Phase change material (PCM) based heat sinks are expected to cool airborne equipment effectively. However, aircraft often perform hypergravitational maneuvers, and heat transfer performance under hypergravity remains unclear, especially for pin-fin heat sinks (PFHSs). In this paper, experiments on the melting behaviors of n-docosane based PFHS and empty heat sink (EHS) were conducted under hypergravity of 0–6 g. The results reveal that hypergravity affect the melting process significantly and differently, but the effect weakens with increasing hypergravity. The heating wall temperature under hypergravity no greater than that without hypergravity. For EHS, the complete melting time decreases with increasing hypergravity, while for PFHS, this time increases, indicating that the heat transfer enhancement due to pin-fins is counteracted by their inhibition of heat convection of liquid PCM under hypergravity.
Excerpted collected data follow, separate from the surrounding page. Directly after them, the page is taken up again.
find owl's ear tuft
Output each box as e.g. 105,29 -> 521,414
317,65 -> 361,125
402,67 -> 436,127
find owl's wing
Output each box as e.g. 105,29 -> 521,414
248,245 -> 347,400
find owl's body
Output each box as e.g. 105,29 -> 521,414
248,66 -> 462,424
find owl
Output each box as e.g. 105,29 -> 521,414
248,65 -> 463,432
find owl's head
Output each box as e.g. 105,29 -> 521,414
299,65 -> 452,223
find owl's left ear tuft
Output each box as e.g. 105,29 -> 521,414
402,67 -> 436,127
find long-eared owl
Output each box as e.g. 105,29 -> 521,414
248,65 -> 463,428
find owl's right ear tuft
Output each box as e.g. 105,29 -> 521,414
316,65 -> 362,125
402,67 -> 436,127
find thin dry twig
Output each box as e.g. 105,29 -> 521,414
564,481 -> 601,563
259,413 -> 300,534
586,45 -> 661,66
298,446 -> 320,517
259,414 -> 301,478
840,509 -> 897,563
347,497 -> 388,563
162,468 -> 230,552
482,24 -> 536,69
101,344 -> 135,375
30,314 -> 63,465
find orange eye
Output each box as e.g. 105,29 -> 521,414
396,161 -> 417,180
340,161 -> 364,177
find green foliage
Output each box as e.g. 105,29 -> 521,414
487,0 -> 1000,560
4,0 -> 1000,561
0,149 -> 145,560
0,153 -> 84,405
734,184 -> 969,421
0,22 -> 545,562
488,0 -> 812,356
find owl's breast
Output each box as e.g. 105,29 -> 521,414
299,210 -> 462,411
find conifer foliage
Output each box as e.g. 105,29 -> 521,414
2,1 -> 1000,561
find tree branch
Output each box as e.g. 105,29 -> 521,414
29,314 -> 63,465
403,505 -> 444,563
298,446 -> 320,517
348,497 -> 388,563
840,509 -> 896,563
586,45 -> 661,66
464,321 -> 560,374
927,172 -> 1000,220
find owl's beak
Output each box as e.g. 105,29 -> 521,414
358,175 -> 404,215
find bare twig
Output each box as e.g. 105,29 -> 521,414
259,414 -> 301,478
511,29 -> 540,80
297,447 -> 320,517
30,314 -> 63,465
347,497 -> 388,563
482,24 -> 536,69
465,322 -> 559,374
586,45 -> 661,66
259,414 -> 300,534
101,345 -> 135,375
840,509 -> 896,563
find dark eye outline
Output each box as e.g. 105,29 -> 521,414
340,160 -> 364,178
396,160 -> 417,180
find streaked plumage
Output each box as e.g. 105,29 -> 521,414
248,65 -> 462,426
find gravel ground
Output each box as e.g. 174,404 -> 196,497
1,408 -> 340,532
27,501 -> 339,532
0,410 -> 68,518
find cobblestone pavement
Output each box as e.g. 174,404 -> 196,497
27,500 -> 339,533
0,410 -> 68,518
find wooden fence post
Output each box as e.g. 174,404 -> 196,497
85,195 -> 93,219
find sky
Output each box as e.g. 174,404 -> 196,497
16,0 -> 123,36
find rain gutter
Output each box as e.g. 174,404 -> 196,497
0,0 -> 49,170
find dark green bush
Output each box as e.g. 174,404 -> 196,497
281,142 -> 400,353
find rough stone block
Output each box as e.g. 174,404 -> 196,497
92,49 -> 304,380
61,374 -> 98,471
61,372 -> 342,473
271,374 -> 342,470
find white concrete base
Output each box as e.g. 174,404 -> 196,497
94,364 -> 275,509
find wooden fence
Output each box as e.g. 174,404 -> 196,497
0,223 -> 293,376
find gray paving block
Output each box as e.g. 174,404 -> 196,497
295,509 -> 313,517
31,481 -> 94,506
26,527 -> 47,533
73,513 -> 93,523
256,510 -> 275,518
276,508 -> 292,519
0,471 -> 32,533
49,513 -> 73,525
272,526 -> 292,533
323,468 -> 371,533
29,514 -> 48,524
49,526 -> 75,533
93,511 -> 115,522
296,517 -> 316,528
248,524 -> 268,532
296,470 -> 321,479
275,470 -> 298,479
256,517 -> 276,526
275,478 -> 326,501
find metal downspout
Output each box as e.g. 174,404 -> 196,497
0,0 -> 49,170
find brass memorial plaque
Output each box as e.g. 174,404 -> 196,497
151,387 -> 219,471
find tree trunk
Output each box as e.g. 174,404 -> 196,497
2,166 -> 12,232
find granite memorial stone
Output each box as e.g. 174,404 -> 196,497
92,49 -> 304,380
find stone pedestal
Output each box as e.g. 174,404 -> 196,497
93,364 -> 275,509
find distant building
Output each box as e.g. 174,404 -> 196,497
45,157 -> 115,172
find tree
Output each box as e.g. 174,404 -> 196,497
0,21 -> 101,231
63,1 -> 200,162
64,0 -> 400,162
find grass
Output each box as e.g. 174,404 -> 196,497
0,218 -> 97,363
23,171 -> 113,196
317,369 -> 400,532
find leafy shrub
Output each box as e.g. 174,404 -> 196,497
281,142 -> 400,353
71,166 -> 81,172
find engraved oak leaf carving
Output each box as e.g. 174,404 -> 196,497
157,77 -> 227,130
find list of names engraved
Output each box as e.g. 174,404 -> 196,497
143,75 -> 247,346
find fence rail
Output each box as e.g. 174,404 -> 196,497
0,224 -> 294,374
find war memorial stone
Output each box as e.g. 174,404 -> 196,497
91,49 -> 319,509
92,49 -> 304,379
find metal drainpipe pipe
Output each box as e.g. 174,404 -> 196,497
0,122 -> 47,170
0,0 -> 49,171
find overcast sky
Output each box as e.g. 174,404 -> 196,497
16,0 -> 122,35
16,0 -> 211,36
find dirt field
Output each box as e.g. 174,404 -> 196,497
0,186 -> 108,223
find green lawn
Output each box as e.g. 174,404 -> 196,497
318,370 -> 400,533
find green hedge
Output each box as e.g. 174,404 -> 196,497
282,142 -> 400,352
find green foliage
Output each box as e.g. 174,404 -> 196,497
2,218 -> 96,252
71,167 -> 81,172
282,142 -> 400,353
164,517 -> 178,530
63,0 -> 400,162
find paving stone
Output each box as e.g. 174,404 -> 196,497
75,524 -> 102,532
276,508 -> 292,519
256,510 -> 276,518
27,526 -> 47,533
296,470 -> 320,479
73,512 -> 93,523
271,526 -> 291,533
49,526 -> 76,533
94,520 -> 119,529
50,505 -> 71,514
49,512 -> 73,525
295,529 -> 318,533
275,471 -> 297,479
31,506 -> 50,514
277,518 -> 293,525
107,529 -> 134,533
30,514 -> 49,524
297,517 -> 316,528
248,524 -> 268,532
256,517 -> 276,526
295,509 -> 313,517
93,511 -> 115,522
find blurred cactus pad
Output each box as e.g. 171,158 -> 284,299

For PFHS, the maximum difference in the complete melting time under hypergravity versus without hypergravity is 15.9%; for the corresponding heating wall temperature, the maximum difference is 8.6%; and for EHS, these differences are −18.4% and −17.5%. For a large heat flux, the complete melting time is shortened by adding pin-fins at any hypergravity, while for a small heat flux, this time is extended from a specific hypergravity. Moreover, the dip angle of liquid level and the width of unsubmerged area on the heating wall increase with increasing hypergravity, which might result in overheating damage, and more studies under wider ranges of hypergravity, heat flux and materials are needed to eliminate this damage.